こうして準備期間はあっという間に過ぎ、とうとう学園祭当日となった。


朝早くから、校門から校舎へと向かう道の両側に一年生と二年生が各クラス毎に割り当てられた場所へ販売用ブースを整えていく。


私たちのブースも商品を並べ、花や貝殻の装飾で売り場を華やかに飾りつけ、売り子担当のクラスメイトたちがお客さまを迎える準備をし、皆で頑張りましょう、と気合を入れていると、たちまち開門時間となった。


晴れ渡った青空のもと、たくさんの人たちが楽しげな表情で校門から入ってくる。


私たちのお店も最初のうちは様子見の人が多かったけれど、だんだん商品が売れ出して人も多く集まってきてくれた。



今日は私の出番はほとんどない。

商品作りに携わったクラスメイトたちは今日は裏方に回り、他のブースへ敵情視察に動くことになっている。

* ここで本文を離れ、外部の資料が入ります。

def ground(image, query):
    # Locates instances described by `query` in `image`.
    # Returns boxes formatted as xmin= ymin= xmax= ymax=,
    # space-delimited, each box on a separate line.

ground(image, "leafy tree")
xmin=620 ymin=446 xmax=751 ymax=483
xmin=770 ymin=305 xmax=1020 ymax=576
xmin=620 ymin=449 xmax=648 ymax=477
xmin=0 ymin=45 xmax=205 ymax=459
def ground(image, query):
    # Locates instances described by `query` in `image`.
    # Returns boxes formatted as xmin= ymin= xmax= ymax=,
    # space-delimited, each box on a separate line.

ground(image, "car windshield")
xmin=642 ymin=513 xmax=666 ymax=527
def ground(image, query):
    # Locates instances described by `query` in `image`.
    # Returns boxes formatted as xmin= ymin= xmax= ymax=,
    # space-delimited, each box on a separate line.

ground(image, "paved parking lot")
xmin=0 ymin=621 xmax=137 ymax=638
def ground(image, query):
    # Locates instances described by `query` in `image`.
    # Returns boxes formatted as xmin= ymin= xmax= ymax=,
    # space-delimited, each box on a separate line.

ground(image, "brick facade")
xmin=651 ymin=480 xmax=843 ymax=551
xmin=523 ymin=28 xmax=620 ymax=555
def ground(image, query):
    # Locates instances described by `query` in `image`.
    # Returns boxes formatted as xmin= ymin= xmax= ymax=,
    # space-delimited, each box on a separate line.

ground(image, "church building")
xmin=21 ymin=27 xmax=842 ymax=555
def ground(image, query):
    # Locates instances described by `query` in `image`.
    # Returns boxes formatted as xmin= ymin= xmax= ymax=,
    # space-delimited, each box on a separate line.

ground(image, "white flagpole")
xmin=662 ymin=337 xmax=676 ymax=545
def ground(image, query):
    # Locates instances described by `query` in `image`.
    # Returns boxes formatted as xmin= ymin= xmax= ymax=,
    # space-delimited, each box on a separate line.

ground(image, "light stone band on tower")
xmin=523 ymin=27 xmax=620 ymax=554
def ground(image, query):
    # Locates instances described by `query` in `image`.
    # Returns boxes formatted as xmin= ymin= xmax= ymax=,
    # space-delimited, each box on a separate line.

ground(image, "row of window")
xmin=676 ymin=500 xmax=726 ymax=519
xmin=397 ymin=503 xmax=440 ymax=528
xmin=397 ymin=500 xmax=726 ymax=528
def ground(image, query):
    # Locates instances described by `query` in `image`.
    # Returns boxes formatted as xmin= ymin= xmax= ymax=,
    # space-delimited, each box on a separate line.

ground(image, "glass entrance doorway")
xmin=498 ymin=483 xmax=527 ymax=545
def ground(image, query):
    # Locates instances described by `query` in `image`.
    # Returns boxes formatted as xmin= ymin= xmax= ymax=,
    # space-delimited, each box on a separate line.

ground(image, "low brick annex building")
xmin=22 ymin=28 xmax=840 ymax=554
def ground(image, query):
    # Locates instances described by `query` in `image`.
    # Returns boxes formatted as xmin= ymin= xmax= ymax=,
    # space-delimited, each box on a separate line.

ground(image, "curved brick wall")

販売や品出し、並べ替え、呼び込み、売り上げの管理などを担当するクラスメイトたちが今日の主役だ。

やるからには他のクラスより売り上げも利益も多くあげたい、と皆熱心に動いている。



しばらくして最初に敵情視察に出ていたクラスメイトたちが戻ってきた。

皆で情報を共有したあと、私はロレッタと一緒に敵情視察に出た。